Alla luce di questa sdoganata impossibilità di stare al passo con i tempi, persi definitivamente smalto e brillantezza dei tempi migliori, proseguire con questo accanimento terapeutico appare come un’inutile crudeltà verso noi fan. Forse un’ipotetica e improbabile reunion del Dream Team di sceneggiatori servirebbe a riportare lo show ai fasti della sua epoca d’oro. L’appena sufficiente film del 2007 ne è la prova. La stesura del copione iniziò nel 2003 con un Dream Team 2.0  messo insieme da Brooks in persona. Tra questi, le vecchie conoscenze John Swartzwelder, George Meyer, Al Jean, Mike Reiss, Jon Vitti, Ian Maxtone-Graham, David Mirkin, Mike Scully e Matt Selman. Il risultato, purtroppo, lo conosciamo bene. Anche con i pezzi grossi dei Simpson nella sala delle sceneggiature e con più di quattro anni a loro disposizione, non riuscirono neppure ad avvicinarsi alla genialità che avevano raggiunto quasi vent’anni prima.

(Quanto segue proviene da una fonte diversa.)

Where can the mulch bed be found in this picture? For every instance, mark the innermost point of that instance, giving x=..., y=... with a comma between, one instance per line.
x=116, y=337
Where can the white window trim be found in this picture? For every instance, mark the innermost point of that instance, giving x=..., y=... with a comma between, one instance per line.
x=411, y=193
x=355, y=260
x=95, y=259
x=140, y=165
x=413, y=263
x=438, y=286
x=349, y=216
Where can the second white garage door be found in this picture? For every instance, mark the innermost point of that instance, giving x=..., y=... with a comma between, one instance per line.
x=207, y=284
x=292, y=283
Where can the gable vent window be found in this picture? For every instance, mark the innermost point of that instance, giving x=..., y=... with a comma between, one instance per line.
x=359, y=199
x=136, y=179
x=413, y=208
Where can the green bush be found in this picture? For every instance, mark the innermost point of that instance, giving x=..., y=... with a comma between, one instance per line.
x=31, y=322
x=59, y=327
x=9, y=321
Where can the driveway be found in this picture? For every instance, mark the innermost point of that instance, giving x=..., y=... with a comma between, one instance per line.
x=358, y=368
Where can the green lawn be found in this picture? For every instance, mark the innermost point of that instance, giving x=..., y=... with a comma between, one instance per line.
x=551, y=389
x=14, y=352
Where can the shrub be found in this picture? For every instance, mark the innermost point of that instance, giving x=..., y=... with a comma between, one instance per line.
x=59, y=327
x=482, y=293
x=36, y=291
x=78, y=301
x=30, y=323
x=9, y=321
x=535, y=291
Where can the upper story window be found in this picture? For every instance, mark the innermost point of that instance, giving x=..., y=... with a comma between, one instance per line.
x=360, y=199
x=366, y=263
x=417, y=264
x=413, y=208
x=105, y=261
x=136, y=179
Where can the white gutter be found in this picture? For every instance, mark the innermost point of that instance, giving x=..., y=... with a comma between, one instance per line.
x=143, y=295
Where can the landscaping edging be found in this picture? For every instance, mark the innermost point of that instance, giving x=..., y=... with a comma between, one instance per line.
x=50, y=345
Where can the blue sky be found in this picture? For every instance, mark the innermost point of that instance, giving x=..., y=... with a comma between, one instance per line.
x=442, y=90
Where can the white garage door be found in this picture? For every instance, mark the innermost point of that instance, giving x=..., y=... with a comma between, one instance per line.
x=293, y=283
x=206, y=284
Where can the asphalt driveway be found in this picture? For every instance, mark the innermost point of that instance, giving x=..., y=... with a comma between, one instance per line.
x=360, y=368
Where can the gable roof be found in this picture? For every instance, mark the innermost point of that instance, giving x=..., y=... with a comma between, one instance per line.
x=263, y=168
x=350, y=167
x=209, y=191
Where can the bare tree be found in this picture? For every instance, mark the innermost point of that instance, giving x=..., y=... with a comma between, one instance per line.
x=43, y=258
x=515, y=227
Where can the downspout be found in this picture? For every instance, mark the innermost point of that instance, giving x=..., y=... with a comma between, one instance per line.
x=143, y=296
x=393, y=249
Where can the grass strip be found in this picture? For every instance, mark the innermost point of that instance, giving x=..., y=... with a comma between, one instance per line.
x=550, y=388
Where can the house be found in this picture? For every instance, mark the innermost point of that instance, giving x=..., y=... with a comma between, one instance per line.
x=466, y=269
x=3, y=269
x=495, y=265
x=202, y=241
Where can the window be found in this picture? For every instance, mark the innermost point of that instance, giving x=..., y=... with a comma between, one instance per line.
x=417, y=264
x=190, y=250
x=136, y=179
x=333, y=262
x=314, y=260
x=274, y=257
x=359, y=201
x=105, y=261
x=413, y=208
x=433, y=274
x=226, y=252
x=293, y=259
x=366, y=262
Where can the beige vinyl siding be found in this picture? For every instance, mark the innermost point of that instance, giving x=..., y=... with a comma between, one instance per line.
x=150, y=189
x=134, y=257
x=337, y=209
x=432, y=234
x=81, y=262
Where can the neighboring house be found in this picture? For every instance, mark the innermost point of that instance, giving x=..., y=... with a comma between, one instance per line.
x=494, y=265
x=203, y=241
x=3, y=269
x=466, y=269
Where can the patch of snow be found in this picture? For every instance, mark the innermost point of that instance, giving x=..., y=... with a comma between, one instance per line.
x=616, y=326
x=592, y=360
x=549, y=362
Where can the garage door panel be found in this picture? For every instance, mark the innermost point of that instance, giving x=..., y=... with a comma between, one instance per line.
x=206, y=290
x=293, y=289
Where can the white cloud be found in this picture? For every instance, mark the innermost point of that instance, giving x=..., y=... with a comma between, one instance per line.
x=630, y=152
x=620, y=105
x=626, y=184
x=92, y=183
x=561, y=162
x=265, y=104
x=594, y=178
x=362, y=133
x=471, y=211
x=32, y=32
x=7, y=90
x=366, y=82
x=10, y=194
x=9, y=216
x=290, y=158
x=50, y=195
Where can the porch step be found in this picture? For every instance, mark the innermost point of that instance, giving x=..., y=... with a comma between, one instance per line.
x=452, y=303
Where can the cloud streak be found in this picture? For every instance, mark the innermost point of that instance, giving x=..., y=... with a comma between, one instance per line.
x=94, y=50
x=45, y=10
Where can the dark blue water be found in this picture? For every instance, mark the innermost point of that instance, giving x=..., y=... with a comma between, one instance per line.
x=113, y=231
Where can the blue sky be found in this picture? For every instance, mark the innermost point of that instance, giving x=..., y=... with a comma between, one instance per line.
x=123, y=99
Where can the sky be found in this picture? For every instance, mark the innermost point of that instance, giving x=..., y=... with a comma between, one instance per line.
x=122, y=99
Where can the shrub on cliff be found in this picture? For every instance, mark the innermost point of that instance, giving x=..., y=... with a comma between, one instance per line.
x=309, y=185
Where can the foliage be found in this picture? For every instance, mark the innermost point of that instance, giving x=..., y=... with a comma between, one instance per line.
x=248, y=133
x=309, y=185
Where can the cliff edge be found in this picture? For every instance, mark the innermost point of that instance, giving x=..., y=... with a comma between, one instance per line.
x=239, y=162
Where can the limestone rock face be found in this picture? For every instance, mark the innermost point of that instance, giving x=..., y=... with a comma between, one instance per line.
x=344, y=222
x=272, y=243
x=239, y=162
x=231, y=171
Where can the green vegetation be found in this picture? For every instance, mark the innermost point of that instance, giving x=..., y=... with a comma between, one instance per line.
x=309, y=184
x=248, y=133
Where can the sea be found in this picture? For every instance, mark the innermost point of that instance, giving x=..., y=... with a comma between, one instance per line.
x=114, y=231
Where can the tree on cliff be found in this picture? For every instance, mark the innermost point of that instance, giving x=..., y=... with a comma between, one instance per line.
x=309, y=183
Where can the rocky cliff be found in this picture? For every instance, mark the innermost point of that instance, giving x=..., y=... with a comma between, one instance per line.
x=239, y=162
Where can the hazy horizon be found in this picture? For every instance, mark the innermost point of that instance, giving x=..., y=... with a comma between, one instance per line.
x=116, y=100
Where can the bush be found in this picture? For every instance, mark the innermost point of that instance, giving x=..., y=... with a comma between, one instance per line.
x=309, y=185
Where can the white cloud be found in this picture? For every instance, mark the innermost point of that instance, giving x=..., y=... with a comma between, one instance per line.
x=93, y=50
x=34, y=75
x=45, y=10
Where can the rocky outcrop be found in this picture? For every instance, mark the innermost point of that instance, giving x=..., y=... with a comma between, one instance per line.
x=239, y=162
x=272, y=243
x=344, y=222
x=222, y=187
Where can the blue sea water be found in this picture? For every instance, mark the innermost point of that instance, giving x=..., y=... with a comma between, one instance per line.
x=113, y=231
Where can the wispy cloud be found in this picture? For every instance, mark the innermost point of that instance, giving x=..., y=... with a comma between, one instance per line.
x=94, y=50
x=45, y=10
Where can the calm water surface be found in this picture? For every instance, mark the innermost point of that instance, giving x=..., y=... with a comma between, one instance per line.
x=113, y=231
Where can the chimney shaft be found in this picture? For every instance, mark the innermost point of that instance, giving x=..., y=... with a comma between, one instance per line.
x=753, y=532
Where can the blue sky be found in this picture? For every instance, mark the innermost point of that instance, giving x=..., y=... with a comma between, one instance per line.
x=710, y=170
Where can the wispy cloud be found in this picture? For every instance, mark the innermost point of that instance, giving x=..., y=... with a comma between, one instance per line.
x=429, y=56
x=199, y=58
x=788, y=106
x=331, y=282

Da fan della prima ora e da cultore praticante del citazionismo simpsoniano come stile di vita, ad oggi non vedo altra soluzione che non sia quella di “staccare la spina” a un paziente che da tempo non risponde più alle cure e non dà più segni di vita. Per quanto sia doloroso, per quanto sia dura accettarlo, la fine arriva per tutti. Ce ne faremo una ragione, magari con un commosso addio. Perché ora come ora spiace dirlo, ma Larry Flint ha ragione, fate schifo!